When Aldo's officer, William Wheetley, pulled over Clayton Harris’s truck because it had an expired license plate, Harris looked visibly nervous, unable to sit still, shaking and breathing rapidly. He also had an open can of beer in the truck’s cup holder, and did not consent to his car's being searched. That doesn't stop Aldo, who was summoned over and started signalling that he smelled drugs by the driver's door handle. Wheetley concluded that gave him probable cause for a search, and while he didn't find anything Aldo normally finds, he did find, umm ...
200 loose pseudoephedrine pills, 8,000 matches, a bottle of hydrochloric acid, two containers of antifreeze, and a coffee filter full of iodine crystals—all ingredients for making methamphetamine.Harris was arrested and Mirandized, and confessed to cooking meth. Harris later challenged the arrest on the grounds that while trained, Aldo's skills were not properly verified.

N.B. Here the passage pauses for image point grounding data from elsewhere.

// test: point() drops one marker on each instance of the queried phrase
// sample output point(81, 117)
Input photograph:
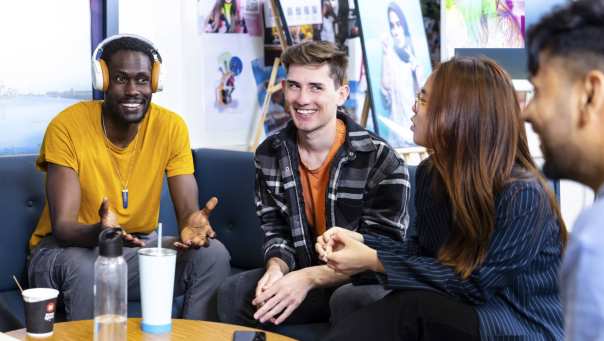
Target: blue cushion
point(21, 202)
point(229, 176)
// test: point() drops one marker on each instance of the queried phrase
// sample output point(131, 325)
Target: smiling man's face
point(312, 96)
point(552, 112)
point(129, 93)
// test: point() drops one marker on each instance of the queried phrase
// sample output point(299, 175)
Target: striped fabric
point(515, 290)
point(368, 192)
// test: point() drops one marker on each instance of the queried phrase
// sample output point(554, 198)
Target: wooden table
point(189, 330)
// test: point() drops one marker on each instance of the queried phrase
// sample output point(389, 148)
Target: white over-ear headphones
point(100, 71)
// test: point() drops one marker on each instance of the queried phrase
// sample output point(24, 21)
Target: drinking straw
point(159, 234)
point(17, 281)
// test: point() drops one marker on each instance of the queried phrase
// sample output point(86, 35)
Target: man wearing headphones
point(105, 163)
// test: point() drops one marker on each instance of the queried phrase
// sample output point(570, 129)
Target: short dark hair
point(129, 44)
point(317, 53)
point(576, 29)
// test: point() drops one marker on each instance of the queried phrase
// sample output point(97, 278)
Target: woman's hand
point(324, 245)
point(350, 256)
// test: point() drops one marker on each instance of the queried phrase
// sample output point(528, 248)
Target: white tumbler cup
point(156, 271)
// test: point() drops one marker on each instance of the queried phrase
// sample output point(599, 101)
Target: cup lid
point(39, 294)
point(157, 252)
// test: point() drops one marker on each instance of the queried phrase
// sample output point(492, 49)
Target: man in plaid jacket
point(321, 172)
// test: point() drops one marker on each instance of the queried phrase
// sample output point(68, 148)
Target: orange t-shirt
point(315, 182)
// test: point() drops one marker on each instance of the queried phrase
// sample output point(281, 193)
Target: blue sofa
point(228, 175)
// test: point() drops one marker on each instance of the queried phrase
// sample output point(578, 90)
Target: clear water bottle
point(110, 288)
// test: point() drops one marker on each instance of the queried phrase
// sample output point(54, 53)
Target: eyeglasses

The Florida Supreme Court agreed, holding that objective evidence such as field performance records (showing false positives, for example) and other objective evidence about the dog's reliability were needed, given that the police only kept a log of when Aldo did correctly find contraband.

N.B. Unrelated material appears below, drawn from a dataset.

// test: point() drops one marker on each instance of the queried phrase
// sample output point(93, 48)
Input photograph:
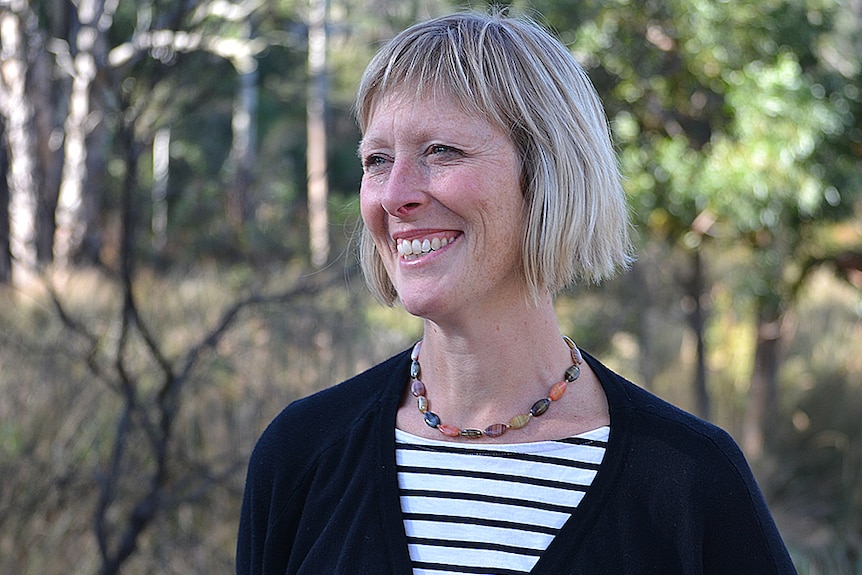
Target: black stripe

Come below the fold and learn what the Supreme Court had to say about Aldo.
Today, a unanimous Supreme Court reversed, with Justice Kagan writing the opinion allowing this dog to have his day. Basically, the Court decides, Aldo's credibility must be determined based on the totality of the circumstances, just like any other informant, and not one test:
The question—similar to every inquiry into probable cause—is whether all the facts surrounding a dog’s alert, viewed through the lens of common sense, would make a reasonably prudent person think that a search would reveal contraband or evidence of a crime. A sniff is up to snuff when it meets that test....Good dog! Here's a treat. The officer has probable cause, and the arrest stands.

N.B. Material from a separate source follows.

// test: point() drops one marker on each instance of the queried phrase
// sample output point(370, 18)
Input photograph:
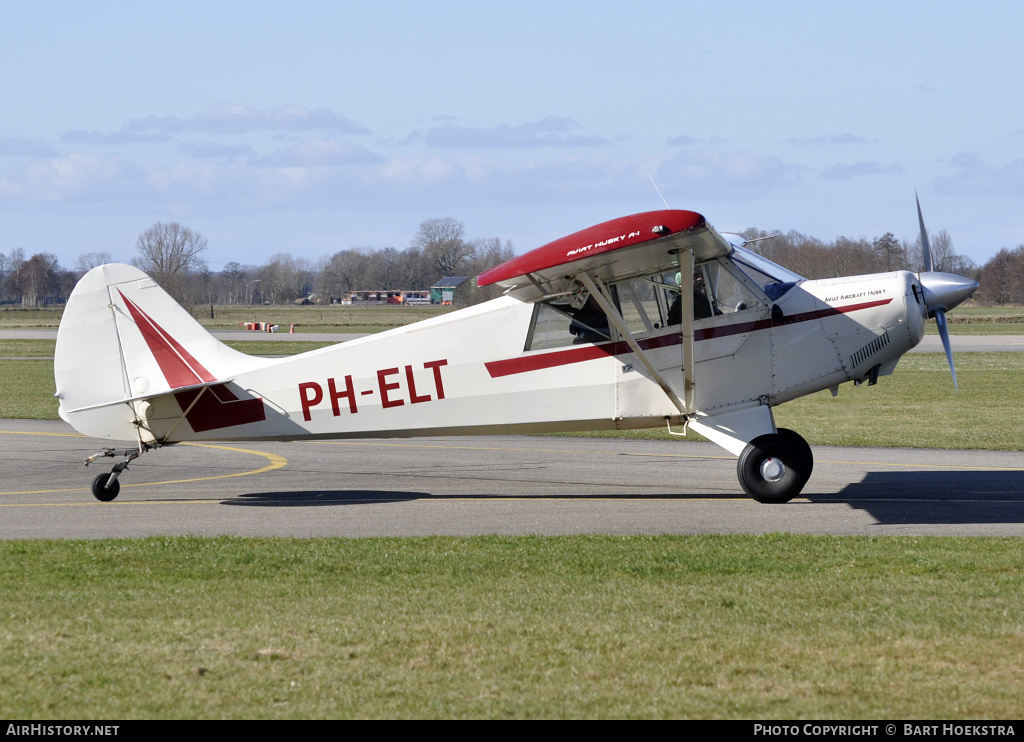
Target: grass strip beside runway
point(594, 626)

[E]vidence of a dog’s satisfactory performance in a certification or training program can itself provide sufficient reason to trust his alert. If a bona fide organization has certified a dog after testing his reliability in a controlled setting, a court can presume (subject to any conflicting evidence offered) that the dog’s alert provides probable cause to search. The same is true, even in the absence of formal certification, if the dog has recently and successfully completed a training program that evaluated his proficiency in locating drugs. After all, law enforcement units have their own strong incentive to use effective training and certification programs, because only accurate drug-detection dogs enable officers to locate contraband without incurring unnecessary risks or wasting limited time and resources....
Harris principally contended in the trial court that because Wheetley did not find any of the substances Aldo was trained to detect, Aldo’s two alerts must have been false. But we have already described the hazards of inferring too much from the failure of a dog’s alert to lead to drugs, and here we doubt that Harris’s logic does justice to Aldo’s skills. Harris cooked and used methamphetamine on a regular basis; so as Wheetley later surmised, Aldo likely responded to odors that Harris had transferred to the driver’s-side door handle of his truck. A well-trained drug-detection dog should alert to such odors; his response to them might appear a mistake, but in fact is not. And still more fundamentally, we do not evaluate probable cause in hindsight, based on what a search does or does not turn up.
CHIEF JUSTICE ROBERTS: So you don't know whether -- in other words, are dogs good at sniffing things, or are they -- can they be good at bombs, but not good at meth?
MR. PALMORE: Well, I don't know the specific answer to that. I think once a dog kind of chooses a major, that's what they stick with. But I think the important point is that -
JUSTICE SCALIA: You don't want coon dogs chasing squirrels.